Roma eredita la quota maggiore, ovvero 191,5 miliardi di borse di studio e prestiti. La terza economia più grande della zona euro fa molto affidamento su questo guadagno inaspettato, il cui pagamento è legato alla presentazione a Bruxelles entro la fine di aprile di un dettagliato piano di spesa. In attesa dei fondi europei, il debito pubblico italiano sta scivolando: dovrebbe raggiungere il vertiginoso rapporto del 159,8% del PIL nel 2021, per poi diminuire gradualmente. Il debito dell’Italia è quindi allo stesso livello di quello della Grecia nel 2011. Dobbiamo aspettarci una nuova crisi del debito nella zona euro innescata dall’Italia?
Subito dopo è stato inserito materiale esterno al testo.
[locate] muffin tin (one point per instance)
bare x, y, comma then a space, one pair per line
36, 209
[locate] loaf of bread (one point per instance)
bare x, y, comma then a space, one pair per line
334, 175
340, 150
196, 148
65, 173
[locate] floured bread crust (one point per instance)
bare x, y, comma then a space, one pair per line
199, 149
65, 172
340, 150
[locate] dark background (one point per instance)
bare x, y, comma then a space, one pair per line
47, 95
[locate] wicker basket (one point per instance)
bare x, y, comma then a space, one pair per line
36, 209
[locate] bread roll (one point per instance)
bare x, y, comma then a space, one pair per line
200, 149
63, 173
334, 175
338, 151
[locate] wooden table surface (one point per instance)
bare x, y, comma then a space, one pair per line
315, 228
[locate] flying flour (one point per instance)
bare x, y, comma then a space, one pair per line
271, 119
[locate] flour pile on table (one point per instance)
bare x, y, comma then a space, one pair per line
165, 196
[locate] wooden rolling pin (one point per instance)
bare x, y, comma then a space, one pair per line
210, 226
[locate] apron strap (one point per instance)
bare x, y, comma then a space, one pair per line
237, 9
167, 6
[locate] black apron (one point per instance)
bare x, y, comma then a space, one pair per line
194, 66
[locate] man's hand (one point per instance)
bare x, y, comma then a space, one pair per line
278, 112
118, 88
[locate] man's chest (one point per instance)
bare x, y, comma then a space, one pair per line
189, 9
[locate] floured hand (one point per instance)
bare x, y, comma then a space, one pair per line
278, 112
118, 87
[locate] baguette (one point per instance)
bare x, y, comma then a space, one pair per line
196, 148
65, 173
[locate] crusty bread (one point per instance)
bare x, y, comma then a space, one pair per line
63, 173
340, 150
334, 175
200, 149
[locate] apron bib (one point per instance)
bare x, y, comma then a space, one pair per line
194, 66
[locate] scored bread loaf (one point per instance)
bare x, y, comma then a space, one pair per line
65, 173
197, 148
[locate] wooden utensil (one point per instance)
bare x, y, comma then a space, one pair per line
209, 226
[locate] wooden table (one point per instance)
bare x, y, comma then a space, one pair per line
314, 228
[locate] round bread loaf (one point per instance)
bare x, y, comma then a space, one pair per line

“No, la situazione non è paragonabile, perché Roma non dipende da investitori stranieri per ripagare il suo debito, che è detenuto principalmente da banche e famiglie italiane”, ha detto ad AFP Jesus Castillo, economista di Natixis. Inoltre, “l’Italia ha un surplus commerciale rispetto al resto del mondo e ha un forte settore industriale”, ha aggiunto.
Inoltre, la Bce non deluderà l’Italia perché “ha i mezzi per stabilizzare i mercati finanziari e sufficiente potenza di fuoco per allentare le potenziali pressioni sui tassi di interesse italiani”. E questo senza contare l’effetto Draghi: poco dopo l’insediamento all’inizio di febbraio, il tasso di indebitamento a 10 anni dell’Italia è sceso leggermente al di sotto dello 0,50%, il livello più basso di sempre, anche se ora si sta evolvendo intorno allo 0,73%.